As with other unsupervised subtyping studies, a principal limitation of the current study is that the employed clustering methodology cannot naturally distinguish between subtypes and different disease stages. We aimed to mitigate the effect of differing disease stages by normalizing the individual FDG-PET profiles to their global signal before clustering, so that the cluster assignations were primarily driven by relative regional metabolic differences instead of global differences accompanying disease progression. Global signal scaling is a commonly used method to control neuroimaging clustering analyses for individual differences in disease severity, and analogous approaches have been used in previous FDG-PET subtyping studies in other neurodegenerative dementias (32, 34), as well as in MRI-based subtyping studies of neurodegeneration heterogeneity in AD (see e.g. (3) for a recent review of this literature). We also note that the hypometabolic characteristics of the identified subtypes would not be consistent with the notion of merely reflecting variability in disease severity. As an example, the interpretation that the “limbic-predominant” subtype would reflect an earlier stage of the “typical” subtype cannot be easily reconciled with the observation of more severe medial temporal hypometabolism in the “limbic-predominant” subtype. A similar argument also applies to the comparison between the “typical” and “cortical-predominant” subtype (also see Supplementary figure 3 for a direct voxel-wise comparison of regional hypometabolic differences between the subtypes)
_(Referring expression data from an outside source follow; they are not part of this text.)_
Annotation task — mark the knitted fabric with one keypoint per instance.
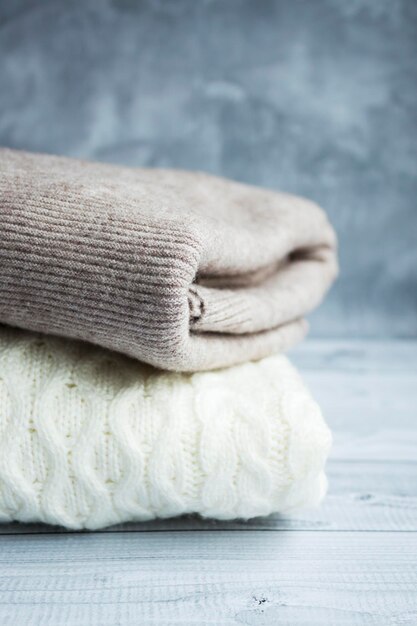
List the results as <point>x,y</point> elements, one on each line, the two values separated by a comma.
<point>182,270</point>
<point>90,438</point>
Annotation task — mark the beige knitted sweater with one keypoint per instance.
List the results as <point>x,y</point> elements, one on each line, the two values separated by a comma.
<point>182,270</point>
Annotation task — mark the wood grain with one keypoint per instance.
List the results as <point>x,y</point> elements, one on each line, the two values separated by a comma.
<point>352,561</point>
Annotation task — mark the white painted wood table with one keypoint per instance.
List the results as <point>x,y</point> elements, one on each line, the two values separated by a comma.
<point>353,561</point>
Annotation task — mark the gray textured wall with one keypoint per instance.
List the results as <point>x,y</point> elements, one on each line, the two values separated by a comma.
<point>317,97</point>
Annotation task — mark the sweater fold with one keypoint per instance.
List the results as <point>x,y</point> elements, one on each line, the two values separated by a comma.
<point>183,270</point>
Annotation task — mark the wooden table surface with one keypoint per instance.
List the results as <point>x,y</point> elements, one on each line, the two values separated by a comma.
<point>352,561</point>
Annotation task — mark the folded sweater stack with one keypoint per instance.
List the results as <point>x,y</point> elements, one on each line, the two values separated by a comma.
<point>176,270</point>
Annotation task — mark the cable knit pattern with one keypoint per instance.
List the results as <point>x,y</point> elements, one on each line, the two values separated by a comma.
<point>90,438</point>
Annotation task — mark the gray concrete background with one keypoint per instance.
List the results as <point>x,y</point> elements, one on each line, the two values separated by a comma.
<point>317,97</point>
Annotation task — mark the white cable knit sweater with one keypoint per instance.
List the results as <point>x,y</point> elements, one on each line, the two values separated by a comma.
<point>90,438</point>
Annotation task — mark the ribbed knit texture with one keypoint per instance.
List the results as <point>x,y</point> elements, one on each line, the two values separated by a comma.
<point>182,270</point>
<point>90,438</point>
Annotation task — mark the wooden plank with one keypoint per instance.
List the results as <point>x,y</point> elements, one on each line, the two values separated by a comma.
<point>216,578</point>
<point>362,496</point>
<point>368,394</point>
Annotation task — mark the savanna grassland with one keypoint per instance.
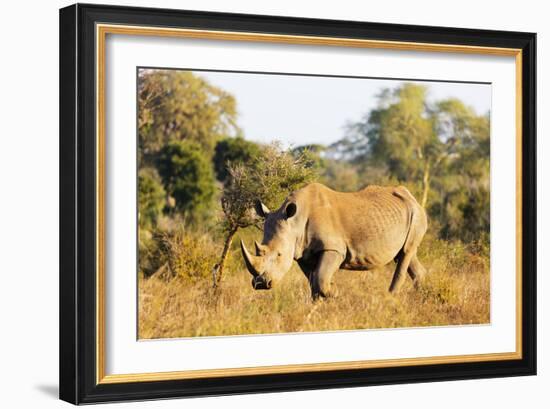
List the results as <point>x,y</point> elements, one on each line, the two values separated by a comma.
<point>455,291</point>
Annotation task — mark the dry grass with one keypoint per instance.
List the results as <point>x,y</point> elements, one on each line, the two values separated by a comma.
<point>455,291</point>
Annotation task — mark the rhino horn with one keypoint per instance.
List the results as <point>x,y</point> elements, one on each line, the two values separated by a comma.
<point>260,249</point>
<point>252,262</point>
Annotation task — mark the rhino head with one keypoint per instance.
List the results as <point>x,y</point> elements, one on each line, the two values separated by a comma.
<point>273,257</point>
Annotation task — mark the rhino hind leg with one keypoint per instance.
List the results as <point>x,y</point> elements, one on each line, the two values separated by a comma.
<point>403,263</point>
<point>407,261</point>
<point>321,279</point>
<point>416,271</point>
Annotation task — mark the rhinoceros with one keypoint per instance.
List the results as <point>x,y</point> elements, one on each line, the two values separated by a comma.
<point>324,230</point>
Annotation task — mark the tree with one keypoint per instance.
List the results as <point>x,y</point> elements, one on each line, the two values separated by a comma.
<point>464,206</point>
<point>187,176</point>
<point>270,177</point>
<point>440,149</point>
<point>233,151</point>
<point>151,197</point>
<point>180,106</point>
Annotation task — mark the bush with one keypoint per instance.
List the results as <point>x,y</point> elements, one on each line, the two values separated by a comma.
<point>190,255</point>
<point>233,151</point>
<point>151,197</point>
<point>187,175</point>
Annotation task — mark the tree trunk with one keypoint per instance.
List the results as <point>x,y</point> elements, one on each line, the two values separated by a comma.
<point>425,184</point>
<point>218,270</point>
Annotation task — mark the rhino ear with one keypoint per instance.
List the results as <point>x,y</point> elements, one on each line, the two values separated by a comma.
<point>261,209</point>
<point>290,210</point>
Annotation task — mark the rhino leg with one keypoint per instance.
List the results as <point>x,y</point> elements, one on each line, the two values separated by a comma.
<point>321,279</point>
<point>416,271</point>
<point>403,263</point>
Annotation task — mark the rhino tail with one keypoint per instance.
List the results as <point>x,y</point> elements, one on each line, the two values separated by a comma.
<point>418,222</point>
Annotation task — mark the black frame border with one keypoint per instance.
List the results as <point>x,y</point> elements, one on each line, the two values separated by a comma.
<point>77,316</point>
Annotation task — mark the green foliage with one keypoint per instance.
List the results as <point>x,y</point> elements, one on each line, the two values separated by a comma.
<point>233,151</point>
<point>270,177</point>
<point>151,197</point>
<point>187,175</point>
<point>180,106</point>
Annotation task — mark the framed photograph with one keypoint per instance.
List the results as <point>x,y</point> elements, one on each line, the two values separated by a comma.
<point>258,203</point>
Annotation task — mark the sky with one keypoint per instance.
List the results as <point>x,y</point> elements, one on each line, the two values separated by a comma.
<point>299,110</point>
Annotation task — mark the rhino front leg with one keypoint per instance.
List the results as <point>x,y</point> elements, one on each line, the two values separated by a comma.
<point>403,263</point>
<point>321,279</point>
<point>416,271</point>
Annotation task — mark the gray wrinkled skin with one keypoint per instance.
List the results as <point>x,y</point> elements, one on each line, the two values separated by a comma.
<point>324,230</point>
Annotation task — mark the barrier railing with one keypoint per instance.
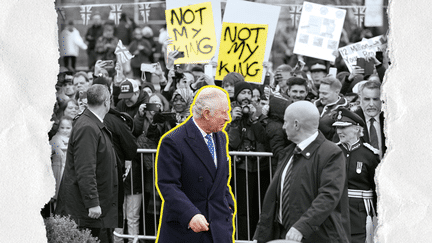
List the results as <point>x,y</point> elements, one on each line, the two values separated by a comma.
<point>235,156</point>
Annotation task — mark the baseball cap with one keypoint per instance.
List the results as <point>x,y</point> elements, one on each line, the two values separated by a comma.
<point>347,118</point>
<point>318,67</point>
<point>128,88</point>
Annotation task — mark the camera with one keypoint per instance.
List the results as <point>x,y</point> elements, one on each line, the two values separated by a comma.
<point>245,109</point>
<point>178,72</point>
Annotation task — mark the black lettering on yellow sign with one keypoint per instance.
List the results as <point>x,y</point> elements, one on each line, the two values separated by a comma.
<point>244,41</point>
<point>197,42</point>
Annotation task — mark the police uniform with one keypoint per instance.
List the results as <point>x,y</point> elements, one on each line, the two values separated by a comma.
<point>361,161</point>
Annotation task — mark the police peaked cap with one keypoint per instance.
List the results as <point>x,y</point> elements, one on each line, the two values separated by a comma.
<point>347,118</point>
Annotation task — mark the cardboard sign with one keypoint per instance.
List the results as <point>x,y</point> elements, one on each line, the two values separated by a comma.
<point>241,50</point>
<point>244,12</point>
<point>319,31</point>
<point>216,8</point>
<point>374,13</point>
<point>193,32</point>
<point>363,49</point>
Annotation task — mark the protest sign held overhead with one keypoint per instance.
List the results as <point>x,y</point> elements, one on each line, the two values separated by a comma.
<point>363,49</point>
<point>252,14</point>
<point>319,31</point>
<point>193,32</point>
<point>241,50</point>
<point>374,13</point>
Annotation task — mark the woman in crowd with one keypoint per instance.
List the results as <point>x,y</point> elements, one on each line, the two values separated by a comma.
<point>67,109</point>
<point>59,145</point>
<point>181,101</point>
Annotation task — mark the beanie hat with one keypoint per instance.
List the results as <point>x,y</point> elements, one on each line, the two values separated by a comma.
<point>233,78</point>
<point>238,87</point>
<point>150,85</point>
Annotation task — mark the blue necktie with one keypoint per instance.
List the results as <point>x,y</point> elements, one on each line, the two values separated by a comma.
<point>210,145</point>
<point>287,184</point>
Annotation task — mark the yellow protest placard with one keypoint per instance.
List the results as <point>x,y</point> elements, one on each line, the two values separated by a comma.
<point>241,50</point>
<point>193,32</point>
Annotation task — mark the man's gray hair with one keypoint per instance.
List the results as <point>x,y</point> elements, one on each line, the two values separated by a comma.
<point>372,84</point>
<point>97,94</point>
<point>207,100</point>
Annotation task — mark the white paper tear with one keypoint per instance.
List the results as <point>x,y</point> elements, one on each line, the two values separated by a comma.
<point>28,68</point>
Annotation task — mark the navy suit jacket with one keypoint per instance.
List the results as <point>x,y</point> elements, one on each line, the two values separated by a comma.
<point>366,131</point>
<point>190,184</point>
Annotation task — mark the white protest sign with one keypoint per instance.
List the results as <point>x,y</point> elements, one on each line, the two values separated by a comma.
<point>365,48</point>
<point>374,13</point>
<point>319,31</point>
<point>244,12</point>
<point>216,9</point>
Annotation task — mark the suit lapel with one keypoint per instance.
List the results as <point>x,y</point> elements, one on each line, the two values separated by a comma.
<point>221,161</point>
<point>199,147</point>
<point>285,159</point>
<point>366,130</point>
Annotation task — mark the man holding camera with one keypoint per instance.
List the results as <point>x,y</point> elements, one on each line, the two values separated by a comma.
<point>247,134</point>
<point>131,98</point>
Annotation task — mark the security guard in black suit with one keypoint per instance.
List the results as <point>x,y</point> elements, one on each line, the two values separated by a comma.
<point>361,161</point>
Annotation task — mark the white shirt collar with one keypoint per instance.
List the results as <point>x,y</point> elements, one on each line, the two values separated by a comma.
<point>100,119</point>
<point>367,118</point>
<point>303,144</point>
<point>199,128</point>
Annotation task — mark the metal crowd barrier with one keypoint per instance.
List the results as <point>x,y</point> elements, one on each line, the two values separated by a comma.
<point>155,219</point>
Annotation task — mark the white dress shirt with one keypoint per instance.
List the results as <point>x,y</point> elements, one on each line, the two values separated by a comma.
<point>377,126</point>
<point>100,119</point>
<point>302,145</point>
<point>205,139</point>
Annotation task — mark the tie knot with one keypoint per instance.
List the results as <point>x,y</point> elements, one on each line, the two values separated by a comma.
<point>297,150</point>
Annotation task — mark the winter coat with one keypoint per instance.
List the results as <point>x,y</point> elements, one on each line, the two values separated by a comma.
<point>90,178</point>
<point>133,110</point>
<point>321,200</point>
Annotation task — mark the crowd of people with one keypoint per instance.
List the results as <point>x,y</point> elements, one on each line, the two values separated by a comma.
<point>142,106</point>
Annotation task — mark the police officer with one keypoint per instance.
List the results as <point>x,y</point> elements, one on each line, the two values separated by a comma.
<point>361,161</point>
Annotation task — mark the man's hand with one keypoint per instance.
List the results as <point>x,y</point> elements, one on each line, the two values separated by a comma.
<point>198,223</point>
<point>236,113</point>
<point>98,66</point>
<point>141,109</point>
<point>356,70</point>
<point>95,212</point>
<point>294,234</point>
<point>171,59</point>
<point>208,80</point>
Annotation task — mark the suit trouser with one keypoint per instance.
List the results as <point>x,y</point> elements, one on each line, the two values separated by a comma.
<point>252,188</point>
<point>131,210</point>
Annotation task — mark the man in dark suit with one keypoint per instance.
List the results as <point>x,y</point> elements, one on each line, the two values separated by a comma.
<point>89,188</point>
<point>307,200</point>
<point>370,112</point>
<point>193,172</point>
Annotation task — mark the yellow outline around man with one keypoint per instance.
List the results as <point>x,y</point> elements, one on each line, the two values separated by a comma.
<point>193,173</point>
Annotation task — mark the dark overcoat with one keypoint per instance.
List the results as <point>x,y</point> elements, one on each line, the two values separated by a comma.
<point>361,163</point>
<point>366,131</point>
<point>190,184</point>
<point>319,199</point>
<point>90,177</point>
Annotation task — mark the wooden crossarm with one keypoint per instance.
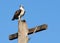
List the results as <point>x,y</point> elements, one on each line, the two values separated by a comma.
<point>39,28</point>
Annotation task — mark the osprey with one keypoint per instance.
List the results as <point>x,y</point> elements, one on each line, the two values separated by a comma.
<point>19,13</point>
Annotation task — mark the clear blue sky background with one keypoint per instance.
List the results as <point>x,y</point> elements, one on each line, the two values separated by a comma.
<point>38,12</point>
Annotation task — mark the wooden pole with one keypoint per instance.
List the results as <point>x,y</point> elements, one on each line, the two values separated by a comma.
<point>22,32</point>
<point>39,28</point>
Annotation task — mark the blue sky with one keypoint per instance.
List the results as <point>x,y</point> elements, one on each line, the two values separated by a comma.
<point>38,12</point>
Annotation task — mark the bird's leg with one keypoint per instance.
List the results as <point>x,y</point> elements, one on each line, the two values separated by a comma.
<point>19,17</point>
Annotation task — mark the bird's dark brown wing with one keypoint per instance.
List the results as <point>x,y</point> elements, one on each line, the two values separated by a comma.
<point>16,14</point>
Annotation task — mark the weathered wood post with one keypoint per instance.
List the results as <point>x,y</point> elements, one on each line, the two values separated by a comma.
<point>22,32</point>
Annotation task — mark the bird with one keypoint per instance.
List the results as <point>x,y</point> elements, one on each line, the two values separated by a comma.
<point>19,13</point>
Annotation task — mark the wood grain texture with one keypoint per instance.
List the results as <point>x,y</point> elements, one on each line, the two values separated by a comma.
<point>31,30</point>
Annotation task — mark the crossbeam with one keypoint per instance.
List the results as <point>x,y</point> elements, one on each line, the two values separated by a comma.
<point>39,28</point>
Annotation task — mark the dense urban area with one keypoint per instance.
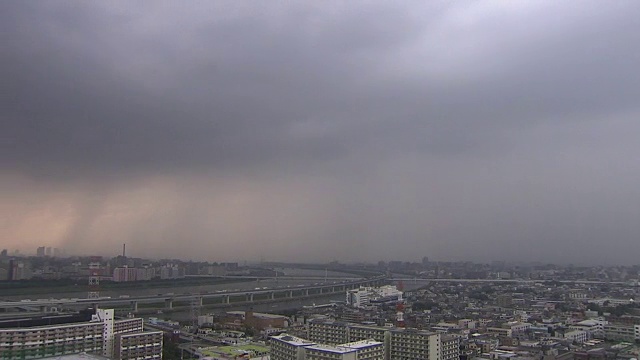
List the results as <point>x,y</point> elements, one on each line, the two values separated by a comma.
<point>389,310</point>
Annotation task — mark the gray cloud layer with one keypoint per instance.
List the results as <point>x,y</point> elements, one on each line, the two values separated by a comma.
<point>340,130</point>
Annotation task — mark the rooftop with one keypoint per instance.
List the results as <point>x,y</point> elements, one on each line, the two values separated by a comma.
<point>292,340</point>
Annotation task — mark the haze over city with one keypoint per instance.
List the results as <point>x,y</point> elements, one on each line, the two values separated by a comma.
<point>319,131</point>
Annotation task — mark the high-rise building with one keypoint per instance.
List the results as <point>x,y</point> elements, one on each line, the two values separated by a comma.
<point>359,350</point>
<point>287,347</point>
<point>96,333</point>
<point>365,296</point>
<point>126,273</point>
<point>399,343</point>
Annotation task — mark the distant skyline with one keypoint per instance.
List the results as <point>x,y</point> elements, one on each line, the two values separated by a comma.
<point>319,131</point>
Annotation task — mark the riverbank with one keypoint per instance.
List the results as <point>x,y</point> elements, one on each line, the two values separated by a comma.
<point>46,287</point>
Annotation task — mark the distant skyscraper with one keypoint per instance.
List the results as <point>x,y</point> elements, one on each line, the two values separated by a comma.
<point>425,261</point>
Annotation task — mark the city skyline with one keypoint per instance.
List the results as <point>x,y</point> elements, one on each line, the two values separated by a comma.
<point>315,132</point>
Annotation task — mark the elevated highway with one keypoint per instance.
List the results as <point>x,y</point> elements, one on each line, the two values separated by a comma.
<point>219,297</point>
<point>520,281</point>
The contribution of disease stage to observed subtype phenotypes has been addressed in a recent MRI-based subtyping study by Young et al. (54), which proposed an analytical approach combining clustering with event-based modelling to assess subtypes and their respective stage progressions at the same time. However, this approach still relies on extrapolations from cross-sectional data. Future research on neurodegeneration subtypes in AD will benefit from longitudinal imaging assessments allowing to directly characterize disease progression within subtypes and to determine the possibility of conversion between them.